В конце концов было решено назвать предстоящее собрание "творческой дискуссией" и широко осветить ее в прессе. И действительно, уже на следующий день в газете "Вечерний Периферийск" появилось сообщение о том, что дискуссия прошла с полным единодушием и все выступавшие целиком присоединились к творческим предложениям докладчика. В этой же газете была помещена информация о том, что райисполком решил удовлетворить просьбу трудящихся о переименовании Гончарного переулка в Индустриальный переулок. А на второй странице было помещено также краткое изложение доклада товарища Головы, в котором он поругал периферийских писателей за то, что они до сих пор не создали произведений о проезде Важного лица через их город в 19.. году, и пристыдил местных скульпторов за то, что они плетутся в хвосте, в то время как наша страна занимает по бюстам первое место в мире.

После удачно проведенного собрания Алексей Федорович принялся за составление творческой докладной записки, в которой предлагал переименовать все сорок улиц города Периферийска, а также ряд учреждений и предприятий.

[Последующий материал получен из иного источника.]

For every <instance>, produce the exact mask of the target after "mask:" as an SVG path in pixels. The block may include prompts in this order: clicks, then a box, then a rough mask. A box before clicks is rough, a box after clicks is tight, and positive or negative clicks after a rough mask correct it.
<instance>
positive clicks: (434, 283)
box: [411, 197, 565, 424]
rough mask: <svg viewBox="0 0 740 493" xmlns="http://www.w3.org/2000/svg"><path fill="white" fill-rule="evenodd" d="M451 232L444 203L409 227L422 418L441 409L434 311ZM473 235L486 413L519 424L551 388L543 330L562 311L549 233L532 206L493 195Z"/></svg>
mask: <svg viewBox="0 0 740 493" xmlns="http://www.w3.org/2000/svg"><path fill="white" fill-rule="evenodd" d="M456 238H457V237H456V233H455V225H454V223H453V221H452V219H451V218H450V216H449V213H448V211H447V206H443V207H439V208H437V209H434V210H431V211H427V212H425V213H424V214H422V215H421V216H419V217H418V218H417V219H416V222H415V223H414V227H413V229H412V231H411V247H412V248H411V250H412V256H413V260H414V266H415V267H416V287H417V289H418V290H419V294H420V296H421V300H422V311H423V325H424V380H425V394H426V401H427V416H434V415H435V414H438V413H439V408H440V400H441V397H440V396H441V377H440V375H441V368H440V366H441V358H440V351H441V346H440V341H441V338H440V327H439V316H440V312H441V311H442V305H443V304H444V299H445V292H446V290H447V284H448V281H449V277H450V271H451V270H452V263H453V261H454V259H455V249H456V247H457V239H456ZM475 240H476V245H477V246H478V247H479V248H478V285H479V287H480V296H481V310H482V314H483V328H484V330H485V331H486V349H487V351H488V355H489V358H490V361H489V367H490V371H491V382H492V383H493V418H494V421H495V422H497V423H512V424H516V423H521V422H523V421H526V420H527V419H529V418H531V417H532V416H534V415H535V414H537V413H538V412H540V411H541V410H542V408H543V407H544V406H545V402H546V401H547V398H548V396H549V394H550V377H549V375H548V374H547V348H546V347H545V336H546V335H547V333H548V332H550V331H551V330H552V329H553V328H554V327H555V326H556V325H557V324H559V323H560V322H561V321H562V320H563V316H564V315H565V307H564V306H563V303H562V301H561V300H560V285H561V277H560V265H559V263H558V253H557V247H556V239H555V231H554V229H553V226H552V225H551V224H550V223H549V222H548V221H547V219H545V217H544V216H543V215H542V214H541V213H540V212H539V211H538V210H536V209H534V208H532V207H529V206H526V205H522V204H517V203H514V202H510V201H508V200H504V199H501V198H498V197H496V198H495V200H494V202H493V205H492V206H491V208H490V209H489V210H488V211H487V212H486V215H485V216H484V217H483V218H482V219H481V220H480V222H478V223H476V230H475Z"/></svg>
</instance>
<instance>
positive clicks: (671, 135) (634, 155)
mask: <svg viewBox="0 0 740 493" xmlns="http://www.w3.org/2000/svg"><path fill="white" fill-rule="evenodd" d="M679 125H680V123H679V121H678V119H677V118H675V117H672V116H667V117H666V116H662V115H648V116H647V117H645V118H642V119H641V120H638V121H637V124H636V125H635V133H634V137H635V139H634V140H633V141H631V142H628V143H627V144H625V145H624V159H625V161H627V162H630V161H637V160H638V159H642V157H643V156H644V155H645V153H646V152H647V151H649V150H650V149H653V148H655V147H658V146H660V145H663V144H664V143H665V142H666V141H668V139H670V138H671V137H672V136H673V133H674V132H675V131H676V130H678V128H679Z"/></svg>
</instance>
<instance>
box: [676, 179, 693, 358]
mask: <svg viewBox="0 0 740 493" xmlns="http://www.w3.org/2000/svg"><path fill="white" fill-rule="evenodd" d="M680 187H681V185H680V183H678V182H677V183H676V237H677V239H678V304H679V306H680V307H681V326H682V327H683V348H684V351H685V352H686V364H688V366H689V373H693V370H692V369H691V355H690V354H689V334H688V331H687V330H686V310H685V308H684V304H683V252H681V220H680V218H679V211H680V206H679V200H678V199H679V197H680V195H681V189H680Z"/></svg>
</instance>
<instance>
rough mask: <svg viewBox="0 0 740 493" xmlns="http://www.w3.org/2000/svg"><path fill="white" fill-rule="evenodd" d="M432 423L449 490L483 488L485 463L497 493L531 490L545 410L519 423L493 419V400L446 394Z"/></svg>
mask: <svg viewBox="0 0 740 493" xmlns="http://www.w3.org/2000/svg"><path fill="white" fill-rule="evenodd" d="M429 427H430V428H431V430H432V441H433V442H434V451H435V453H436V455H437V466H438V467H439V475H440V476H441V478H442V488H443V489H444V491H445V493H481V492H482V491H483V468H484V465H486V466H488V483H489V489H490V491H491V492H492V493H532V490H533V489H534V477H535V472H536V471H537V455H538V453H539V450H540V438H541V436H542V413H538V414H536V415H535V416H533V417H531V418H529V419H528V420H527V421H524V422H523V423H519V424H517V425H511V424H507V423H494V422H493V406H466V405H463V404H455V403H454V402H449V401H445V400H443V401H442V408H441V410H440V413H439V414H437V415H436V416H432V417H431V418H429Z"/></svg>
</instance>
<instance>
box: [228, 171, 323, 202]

Словом, Алексей Федорович так увлекся этой работой, что совсем забросил строительство стадиона, целиком перепоручив его Аркадию Матвеевичу Переселенскому.

Чувствуя недоумение читателя, мы хотим объяснить, каким образом Переселенский, бывший еще недавно заместителем Головы по хозяйственной части и усиленно посещавший в последнее время некую светлую и чистую комнатку в помещении городского управления милиции, встал во главе большого хозяйственного строительства, начатого Алексеем Федоровичем и заброшенного лишь по причине увлечения новой идеей…

Мы уже имели возможность убедиться в том, что Аркадий Матвеевич был создан для масштабной работы. Как писатель, мечтающий в глубине души написать большой и серьезный роман, но вынужденный пока заниматься сочинением цирковых куплетов, ждет того времени, когда сможет раскрыть всю силу своего гения, так и Аркадий Матвеевич ждал своего часа. Может быть, не соедини он свою судьбу с Розалией Марковной Резюмэ, честолюбивые мечты постепенно угасли бы: возраст, желание спокойно спать по ночам и самому выбирать подходящий для проживания климат сделали бы свое дело. Но в лице Розалии Марковны он встретил твердость, решительность и неукротимую волю к наживе. Даже среди зубоврачебной аристократии Периферийска Розалия Марковна считалась заметной фигурой, представительницей так называемой Большой стоматологии. Розалия Марковна работала без вывески, но в городе ее знали, приходили и так, хотя каждый визит к ней был сопряжен с некоторыми трудностями и даже с риском. Прежде всего запрещалось приходить с перевязанной щекой, с гримасой на лице и вообще со всяким мельчайшим намеком на зубную боль. Какие бы страдания ни испытывал человек, он должен был с улыбкой подняться на шестой этаж, позвонить три раза, в ответ на вопрос "кто там?" сказать: "Это у вас испортилась радиоточка?", после чего дверь приоткрывалась и, в зависимости от того, внушало ли лицо человека доверие или нет, ему отвечали или "входите", или "нет, у нас все в порядке".

Дальнейший диалог напоминал встречу двух партизан в глубоком тылу врага. "Меня прислала Елена Владимировна", — говорил больной. "Какая Елена Владимировна?" — спрашивала мадам Резюмэ. "Елена Владимировна, с которой вы отдыхали в Хосте". — "Зачем же она вас прислала?" — "Для лечения зубов". — "Я давно не занимаюсь частной практикой". — "Елена Владимировна очень просила"…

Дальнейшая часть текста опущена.